I'd love to be able to juggle all these, and watch my sleep disappear like a puff of mist in the wind, burning the midnight oil to get you this stuff, and grinding away all weekend to hit deadlines. It's hard to admit that I don't have the time to do all that, and it's even harder to admit that it's a lie.


Not enough time is a lie. It's a matter of what you're ready to let go of to make more time

It's not a question of time. If I worked one hour more each night, and, instead of going out on Fridays with my friends, if I stopped watching some Netflix series on the weekends, or going to the beach, I probably could do all that. But I'm not ready to pay that price, not yet. I'd love the end result, which is having more stuff to offer you guys, and feeling like I can accomplish anything. But I am also not ready to put in that much more work.


Having a limit is normal


That's my own personal limit, one I feel I can meet without putting too much pressure on myself. I know it's not the most efficient way to grow my channel, or my online presence, but it certainly is the most durable for me.

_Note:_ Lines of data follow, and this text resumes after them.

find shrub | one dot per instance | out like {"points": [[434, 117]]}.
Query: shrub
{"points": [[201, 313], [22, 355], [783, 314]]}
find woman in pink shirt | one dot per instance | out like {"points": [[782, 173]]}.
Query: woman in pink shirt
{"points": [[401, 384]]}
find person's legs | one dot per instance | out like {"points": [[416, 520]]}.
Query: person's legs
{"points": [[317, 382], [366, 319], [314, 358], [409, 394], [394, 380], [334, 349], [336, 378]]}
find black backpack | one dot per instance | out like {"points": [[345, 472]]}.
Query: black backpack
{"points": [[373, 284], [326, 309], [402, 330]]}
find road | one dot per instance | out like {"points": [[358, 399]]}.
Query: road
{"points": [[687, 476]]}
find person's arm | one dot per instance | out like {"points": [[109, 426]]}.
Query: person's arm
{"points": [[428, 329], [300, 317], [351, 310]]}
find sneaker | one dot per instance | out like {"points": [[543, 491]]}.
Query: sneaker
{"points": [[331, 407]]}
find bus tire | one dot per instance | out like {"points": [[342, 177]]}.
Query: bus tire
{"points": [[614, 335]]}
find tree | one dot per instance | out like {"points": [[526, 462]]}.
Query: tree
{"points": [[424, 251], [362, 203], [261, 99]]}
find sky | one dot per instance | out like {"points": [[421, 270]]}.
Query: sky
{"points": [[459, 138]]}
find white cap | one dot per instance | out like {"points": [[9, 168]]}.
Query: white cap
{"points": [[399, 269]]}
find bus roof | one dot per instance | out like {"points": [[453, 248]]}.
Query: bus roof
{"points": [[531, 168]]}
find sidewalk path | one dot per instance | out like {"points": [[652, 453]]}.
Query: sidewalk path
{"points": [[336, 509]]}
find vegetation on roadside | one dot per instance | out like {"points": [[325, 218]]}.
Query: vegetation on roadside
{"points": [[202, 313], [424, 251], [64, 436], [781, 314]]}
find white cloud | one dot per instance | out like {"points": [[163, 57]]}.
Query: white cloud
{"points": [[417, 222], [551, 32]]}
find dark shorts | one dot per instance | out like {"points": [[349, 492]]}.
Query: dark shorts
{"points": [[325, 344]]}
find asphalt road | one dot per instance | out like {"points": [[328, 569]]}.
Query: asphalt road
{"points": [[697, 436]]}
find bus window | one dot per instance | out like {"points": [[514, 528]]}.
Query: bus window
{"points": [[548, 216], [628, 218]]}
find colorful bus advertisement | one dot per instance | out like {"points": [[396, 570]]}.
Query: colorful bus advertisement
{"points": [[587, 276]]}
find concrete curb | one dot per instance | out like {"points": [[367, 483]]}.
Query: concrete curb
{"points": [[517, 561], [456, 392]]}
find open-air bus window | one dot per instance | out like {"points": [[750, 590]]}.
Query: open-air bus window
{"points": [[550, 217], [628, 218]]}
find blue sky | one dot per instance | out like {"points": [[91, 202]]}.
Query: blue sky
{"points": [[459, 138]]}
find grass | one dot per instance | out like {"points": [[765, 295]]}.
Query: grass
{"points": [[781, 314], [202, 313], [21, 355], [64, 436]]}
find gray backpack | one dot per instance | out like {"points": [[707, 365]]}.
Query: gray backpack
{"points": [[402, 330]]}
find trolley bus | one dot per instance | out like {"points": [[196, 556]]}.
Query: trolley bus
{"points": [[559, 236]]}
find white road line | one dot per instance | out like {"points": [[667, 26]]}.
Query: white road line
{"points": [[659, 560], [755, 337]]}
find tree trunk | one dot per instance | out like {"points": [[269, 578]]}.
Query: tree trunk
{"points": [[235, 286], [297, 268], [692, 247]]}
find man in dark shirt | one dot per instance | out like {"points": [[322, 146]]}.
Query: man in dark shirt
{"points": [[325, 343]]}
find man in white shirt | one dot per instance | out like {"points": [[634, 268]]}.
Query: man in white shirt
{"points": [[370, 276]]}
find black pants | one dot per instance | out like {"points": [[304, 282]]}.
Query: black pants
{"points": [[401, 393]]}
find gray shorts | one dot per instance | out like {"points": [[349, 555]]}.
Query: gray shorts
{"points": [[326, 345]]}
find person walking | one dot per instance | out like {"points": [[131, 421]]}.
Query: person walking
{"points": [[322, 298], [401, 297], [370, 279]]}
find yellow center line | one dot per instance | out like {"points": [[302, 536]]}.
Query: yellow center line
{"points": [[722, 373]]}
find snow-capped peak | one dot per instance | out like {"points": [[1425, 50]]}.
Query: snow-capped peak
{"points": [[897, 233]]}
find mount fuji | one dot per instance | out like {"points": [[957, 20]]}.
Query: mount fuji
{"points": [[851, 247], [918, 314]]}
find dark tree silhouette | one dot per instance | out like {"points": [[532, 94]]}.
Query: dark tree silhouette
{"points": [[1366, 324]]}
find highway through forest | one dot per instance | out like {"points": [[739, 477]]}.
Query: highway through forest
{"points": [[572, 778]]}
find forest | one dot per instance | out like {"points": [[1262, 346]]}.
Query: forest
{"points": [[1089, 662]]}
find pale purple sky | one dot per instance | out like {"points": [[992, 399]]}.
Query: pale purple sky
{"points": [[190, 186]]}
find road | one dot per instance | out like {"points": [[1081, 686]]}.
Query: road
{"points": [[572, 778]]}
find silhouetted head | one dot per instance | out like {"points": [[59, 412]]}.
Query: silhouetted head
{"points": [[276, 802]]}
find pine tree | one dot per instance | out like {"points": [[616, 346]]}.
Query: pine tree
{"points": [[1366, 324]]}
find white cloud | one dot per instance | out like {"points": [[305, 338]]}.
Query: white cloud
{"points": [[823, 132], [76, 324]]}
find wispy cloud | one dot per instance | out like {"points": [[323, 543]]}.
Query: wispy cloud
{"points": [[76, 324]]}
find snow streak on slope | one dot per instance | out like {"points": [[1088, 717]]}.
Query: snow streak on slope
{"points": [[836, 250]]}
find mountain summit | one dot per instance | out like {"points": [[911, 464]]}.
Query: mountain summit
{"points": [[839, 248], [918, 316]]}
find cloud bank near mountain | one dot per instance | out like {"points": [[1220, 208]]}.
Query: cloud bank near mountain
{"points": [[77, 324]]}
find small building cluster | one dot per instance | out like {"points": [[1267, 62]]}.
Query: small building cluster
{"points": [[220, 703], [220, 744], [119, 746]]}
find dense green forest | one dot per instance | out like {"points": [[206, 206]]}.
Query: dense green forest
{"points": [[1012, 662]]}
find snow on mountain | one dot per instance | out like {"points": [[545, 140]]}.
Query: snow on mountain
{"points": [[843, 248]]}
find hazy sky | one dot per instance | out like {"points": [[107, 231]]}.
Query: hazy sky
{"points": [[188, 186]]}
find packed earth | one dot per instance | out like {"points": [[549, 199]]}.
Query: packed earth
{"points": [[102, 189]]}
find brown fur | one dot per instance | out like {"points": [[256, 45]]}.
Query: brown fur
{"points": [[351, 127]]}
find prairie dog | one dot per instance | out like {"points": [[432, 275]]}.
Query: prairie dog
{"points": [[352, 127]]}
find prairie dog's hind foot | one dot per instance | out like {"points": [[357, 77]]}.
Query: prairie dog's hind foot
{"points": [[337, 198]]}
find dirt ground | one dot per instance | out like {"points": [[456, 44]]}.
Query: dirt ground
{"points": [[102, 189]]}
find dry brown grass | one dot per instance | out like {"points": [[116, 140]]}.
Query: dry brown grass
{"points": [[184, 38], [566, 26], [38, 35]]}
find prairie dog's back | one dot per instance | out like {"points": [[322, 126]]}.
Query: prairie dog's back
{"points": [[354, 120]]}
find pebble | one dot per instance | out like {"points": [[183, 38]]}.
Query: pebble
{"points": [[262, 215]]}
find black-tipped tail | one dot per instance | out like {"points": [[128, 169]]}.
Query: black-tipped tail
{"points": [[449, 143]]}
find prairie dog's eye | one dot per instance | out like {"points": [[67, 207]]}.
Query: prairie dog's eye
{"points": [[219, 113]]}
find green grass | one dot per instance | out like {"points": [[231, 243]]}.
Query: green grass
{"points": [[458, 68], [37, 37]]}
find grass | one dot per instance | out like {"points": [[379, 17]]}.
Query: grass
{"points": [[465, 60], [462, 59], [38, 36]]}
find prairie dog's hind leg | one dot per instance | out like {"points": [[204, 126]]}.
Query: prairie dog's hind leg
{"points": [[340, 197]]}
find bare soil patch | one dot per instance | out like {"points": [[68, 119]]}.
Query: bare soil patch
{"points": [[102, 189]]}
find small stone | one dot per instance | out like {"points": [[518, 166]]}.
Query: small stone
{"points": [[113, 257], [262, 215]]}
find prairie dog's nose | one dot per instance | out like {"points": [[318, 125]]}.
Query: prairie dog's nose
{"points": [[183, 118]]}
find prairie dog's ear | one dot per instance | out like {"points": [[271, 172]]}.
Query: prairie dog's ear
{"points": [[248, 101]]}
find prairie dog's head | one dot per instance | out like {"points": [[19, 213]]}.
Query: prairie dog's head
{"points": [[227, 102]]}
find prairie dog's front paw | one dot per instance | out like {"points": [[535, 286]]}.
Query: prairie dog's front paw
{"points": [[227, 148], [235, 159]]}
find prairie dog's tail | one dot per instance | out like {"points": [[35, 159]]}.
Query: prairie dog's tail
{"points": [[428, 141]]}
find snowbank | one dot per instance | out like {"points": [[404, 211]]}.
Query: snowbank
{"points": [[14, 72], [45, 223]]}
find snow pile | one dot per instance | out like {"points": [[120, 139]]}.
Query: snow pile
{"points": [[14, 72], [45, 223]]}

We all have our own threshold, and it's oh so easy to let it slide, to start a bunch of projects, rush into it. Some people can handle all of it, and I'm really jealous of them, but some others can't, and end up depressed, over stressed, or quitting all projects altogether. In the end, it's all about knowing yourself, carefully evaluating and picking each project, trying to judge the personal cost to start it. How long will it take, how often will you have to work on it, what would you have to sacrifice ?


These are questions that must be asked and answered before tackling more stuff, especially if your plate already seems full. Sometimes, a bit or reorganization is enough, sometimes it just can't be done without letting go of something else.

©2019 by The Linux EXP.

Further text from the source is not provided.